I magistrati contabili della Campania, con la deliberazione 254/2014, pubblicata sul sito della sezione regionale di controllo il 7 gennaio 2015, hanno evidenziato che nonostante l’abrogazione della immediata e diretta applicazione alle aziende speciali, istituzioni e società a partecipazione pubblica, di alcuni tipi di vincoli alle assunzioni e alle spese di personale previsti per le amministrazioni di riferimento, il nuovo dettato legislativo introdotto dal d.l. 66/2014 e dal d.l. 90/2014 obbliga al rispetto dell’inequivocabile principio della riduzione dei costi del personale degli organismi partecipati dagli enti pubblici, sia in termini di contenimento degli oneri contrattuali che di quelli derivanti da assunzioni di personale, in armonia  con quanto disposto, in via generale, negli anni, in tema di riduzione globale della spesa pubblica.

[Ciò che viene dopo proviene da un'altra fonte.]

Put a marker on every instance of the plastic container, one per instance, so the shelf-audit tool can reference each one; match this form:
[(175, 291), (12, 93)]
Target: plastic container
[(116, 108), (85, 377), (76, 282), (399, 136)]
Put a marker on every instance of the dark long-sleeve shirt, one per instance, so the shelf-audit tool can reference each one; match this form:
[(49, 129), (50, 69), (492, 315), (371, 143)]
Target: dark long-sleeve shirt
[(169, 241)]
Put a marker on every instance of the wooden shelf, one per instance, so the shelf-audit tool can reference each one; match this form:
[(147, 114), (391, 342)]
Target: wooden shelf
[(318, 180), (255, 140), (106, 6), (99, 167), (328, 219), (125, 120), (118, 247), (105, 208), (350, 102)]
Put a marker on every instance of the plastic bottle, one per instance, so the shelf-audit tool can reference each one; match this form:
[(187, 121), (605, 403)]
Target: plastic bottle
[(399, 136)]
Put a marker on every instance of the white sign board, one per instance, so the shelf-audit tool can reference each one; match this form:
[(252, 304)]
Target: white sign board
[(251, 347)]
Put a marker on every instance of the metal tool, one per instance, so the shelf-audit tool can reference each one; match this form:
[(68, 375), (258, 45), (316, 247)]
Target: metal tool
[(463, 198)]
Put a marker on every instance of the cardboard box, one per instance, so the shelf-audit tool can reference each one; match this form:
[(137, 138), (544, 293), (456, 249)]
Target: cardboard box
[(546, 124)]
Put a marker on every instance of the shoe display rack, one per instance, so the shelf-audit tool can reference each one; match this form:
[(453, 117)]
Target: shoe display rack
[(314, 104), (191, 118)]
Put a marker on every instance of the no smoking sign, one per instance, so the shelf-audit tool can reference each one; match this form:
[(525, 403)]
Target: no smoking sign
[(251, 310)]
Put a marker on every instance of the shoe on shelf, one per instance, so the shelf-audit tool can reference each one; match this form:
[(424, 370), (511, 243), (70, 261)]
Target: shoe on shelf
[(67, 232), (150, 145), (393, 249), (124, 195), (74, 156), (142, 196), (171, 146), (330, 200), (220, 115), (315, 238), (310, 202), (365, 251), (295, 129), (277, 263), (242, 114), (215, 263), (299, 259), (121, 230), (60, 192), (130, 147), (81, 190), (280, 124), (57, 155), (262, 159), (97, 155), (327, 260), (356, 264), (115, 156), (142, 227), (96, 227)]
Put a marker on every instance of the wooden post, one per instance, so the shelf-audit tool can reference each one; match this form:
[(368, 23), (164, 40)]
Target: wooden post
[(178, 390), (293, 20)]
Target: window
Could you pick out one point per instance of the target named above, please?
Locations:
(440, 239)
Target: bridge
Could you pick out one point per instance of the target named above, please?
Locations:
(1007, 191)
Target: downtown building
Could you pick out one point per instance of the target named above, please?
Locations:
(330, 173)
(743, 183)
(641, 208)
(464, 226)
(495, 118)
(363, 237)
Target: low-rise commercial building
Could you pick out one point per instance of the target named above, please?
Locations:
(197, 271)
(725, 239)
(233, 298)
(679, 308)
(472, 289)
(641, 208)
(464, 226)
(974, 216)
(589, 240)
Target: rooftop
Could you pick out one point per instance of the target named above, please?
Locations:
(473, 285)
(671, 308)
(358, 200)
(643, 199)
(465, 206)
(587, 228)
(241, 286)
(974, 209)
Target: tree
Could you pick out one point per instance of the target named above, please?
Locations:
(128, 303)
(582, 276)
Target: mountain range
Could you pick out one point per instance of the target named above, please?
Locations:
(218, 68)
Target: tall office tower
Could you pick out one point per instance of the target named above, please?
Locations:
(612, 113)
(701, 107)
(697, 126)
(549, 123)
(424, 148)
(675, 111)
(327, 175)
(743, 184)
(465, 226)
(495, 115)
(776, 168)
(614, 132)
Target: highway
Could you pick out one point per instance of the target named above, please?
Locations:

Il legislatore ha previsto:

–          la predisposizione, da parte dell’ente controllante, di un proprio “atto di indirizzo” che, in conformità a quanto disposto, a suo carico in tema di divieti o limitazioni alle assunzioni di personale, definisca, per ciascun organismo partecipato, i criteri e le modalità per raggiungere l’obiettivo della riduzione dei costi, previa verifica dello specifico settore di appartenenza;

–          l’adozione, da parte di ogni ente partecipato, di propri provvedimenti di attuazione degli indirizzi espressi dall’ente controllante, con specifico obbligo, nel caso di riduzione degli oneri contrattuali, di recepimento degli stessi in sede di contrattazione di secondo livello.

Tale previsione obbliga sia i controllanti che i controllati ad una seria valutazione della propria situazione economico-finanziaria, nonchè delle reali e concrete necessità che a ciascuno di essi fanno capo, facendo emergere la responsabilità di ciascuno nel caso di mancata attuazione delle misure che conformino i propri costi in maniera coerente con la qualità dei servizi prestati.